Confiante e sorridente, Cristina entrou no tribunal de seu arqui-inimigo Claudio Bonadio, passando por uma colorida e ansiosa multidão de correligionários com bandeiras, bumbos e cartazes com dizeres contra Macri por conta das demissões e dos aumentos das tarifas.
"Todas as supostas causas que estão inventando contra Cristina são tão falsas, que vai virar um show. As medidas econômicas de Macri nos asfixiam", afirmou Alejandro Rodríguez, de 30, um trabalhador da periferia de Buenos Aires que compareceu ao comício espontâneo.
Segundo fontes do tribunal, a ex-presidente não cumprimentou Bonadio, tratando-o de "incompetente". Cristina o criticou por quase meia hora, e o juiz deixou a sala por entender que ela não responderia às suas perguntas, descreveu o jornal Clarín.
Kirchner afirmou que a acusação por causa de uma operação cambial do Banco Central durante seu mandato (2007-2015) revela "a intenção do governo, com a colaboração imprescindível do Poder Judiciário, de plantar uma causa penal que me prive da liberdade", escreveu em um documento que entregou ao juiz.
Esse primeiro grande comício de oposição ao governo de centro-direita de Macri foi transmitido quase em rede nacional pelas principais emissoras de televisão e seguido minuto a minuto pelos portais de notícias.
"Não tenho medo deles. Enfrentarei este processo e qualquer outro que queiram fabricar contra mim", postou Cristina em seu perfil no Facebook.
Além deste processo, a ex-presidente enfrenta o pedido de investigação de um procurador por suspeita de lavagem de dinheiro de um empresário amigo do casal.
A intimação judicial colocou Kirchner no centro da cena política, depois que ela se retirou pra a Patagônia (sul) desde 9 de dezembro, quando Macri assumiu a Casa Rosada.
MacristasKirchner é acusada de intervenção nas reservas do Banco Central com as "vendas de dólares a futuro", uma operação cambial realizada pelo órgão em setembro passado, auge da campanha eleitoral.
Em uma tentativa de desestimular uma desvalorização, o Banco Central fixou preços de dólar não muito altos, válidos para março de 2016
Ao assumir, Macri desvalorizou a moeda e, agora, o Banco Central tem de pagar 50% mais caro no mercado futuro.
Os demandantes são dois "macristas": o presidente do Senado, Federico Pinedo, e o da Câmara dos Deputados, Mario Negri.
O juiz acusa Kirchner, agora sem foro privilegiado, o ex-presidente do BC argentino Alejandro Vanoli e o ex-ministro da Economia Axel Kicillof de suposta "defraudação contra a administração pública".

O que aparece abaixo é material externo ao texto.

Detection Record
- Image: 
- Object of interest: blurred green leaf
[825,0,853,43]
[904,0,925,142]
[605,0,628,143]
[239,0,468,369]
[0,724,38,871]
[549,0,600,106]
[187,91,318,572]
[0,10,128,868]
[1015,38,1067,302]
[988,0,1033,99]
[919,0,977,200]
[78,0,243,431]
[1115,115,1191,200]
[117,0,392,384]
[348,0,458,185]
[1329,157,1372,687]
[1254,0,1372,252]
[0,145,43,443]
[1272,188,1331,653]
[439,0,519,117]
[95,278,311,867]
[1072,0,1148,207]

"É um caso de denúncia política armada, onde não há acusação", disse Kicillof, ao classificar como o processo como "absurdo" em uma nota apresentada a Bonadio na terça-feira.
Chuva de processos
Uma série de denúncias judiciais agita a Argentina. Além de acusações a ex-funcionários dos governos de Néstor Kirchner (2003-2007) e de sua mulher, Cristina Kirchner (2007-2015), o presidente Macri também parece estar encrencado, após a revelação de que pelo menos duas empresas "offshore" suas estão na investigação dos chamados "Panama Papers".
"Passaram procurando a rota do dinheiro K e encontraram a rota do dinheiro M", ironizou Cristina, arrancando aplausos da multidão com seu inflamado discurso.
As acusações contra os kirchneristas vão desde enriquecimento ilícito até lavagem de dinheiro com suspeitas cruzadas de parcialidade de procuradores e juízes.
Felipe Solá, deputado da Frente Renovadora e opositor de Kirchner e de Macri, criticou na terça-feira o que considerou como "a judicialização dos temas políticos".